E’ chiaro che tutto ciò non è lo scopo principale della macchina cinematografica samperiana che è più impegnata a moltiplicare le inquadrature (diventate mitiche) da sotto la gonna.
Aiutato dai professionisti Turi Ferro, Pino Caruso e Angela Luce, il regista riesce a completare un film che inventa un genere e ha come punto debole solamente la parte “umoristica” in cui gli habitué del comico pecoreccio Stefano Amato e Gianluigi Chirizzi anticipano le “pierinate” che verranno.

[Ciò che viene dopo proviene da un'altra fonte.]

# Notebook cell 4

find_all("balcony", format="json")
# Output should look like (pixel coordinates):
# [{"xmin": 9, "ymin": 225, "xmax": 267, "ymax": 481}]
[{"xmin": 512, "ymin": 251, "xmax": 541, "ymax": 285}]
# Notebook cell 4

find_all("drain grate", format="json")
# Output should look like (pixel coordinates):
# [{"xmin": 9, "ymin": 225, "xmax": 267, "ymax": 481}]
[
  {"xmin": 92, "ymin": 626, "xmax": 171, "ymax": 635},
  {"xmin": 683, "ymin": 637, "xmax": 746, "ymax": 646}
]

“Quello che maggiormente contraddistingue Malizia (…) è la sua particolare freschezza, la leggerezza con cui riesce ad affrontare i temi dell’amore, della sensualità e del possesso. Senza mai cadere nel cattivo gusto o nella banalità (…) con il gusto così intenso del peccato e del suo profumo.” Così Bruschini e Tentori nel loro libro dedicato al cinema erotico italiano che proprio dal film in questione prende il titolo (Malizia perverse della Granata Press, 1993).

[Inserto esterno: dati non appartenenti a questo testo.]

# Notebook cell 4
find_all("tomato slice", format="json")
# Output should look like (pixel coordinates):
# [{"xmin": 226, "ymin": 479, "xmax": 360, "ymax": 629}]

“C’è tutto o quasi. Il Sud, l’amore ancillare, il vecchio libidinoso, i ragazzi che si masturbano nel vedere le donne nude di nascosto, gli amici ciccioni, i personaggi di contorno”. “Il modello per decine e decine di film a venire”. Così invece il Giusti sul suo Stracult (Sperling & Kupfler, 1999).
“Gli spunti di satira sociale lasciano il tempo che trovano. All’epoca, scalpore grandi incassi e un’improvvisa notorietà per la Antonelli”. Così lo liquida invece il Mereghetti con un asterisco e mezzo appena.
Product placement inesistente se si eccettua un Johnny Walker intuito dietro una mano che ne nasconde l’etichetta e il quotidiano La Sicilia che, più che altro, serve a contestualizzare il film.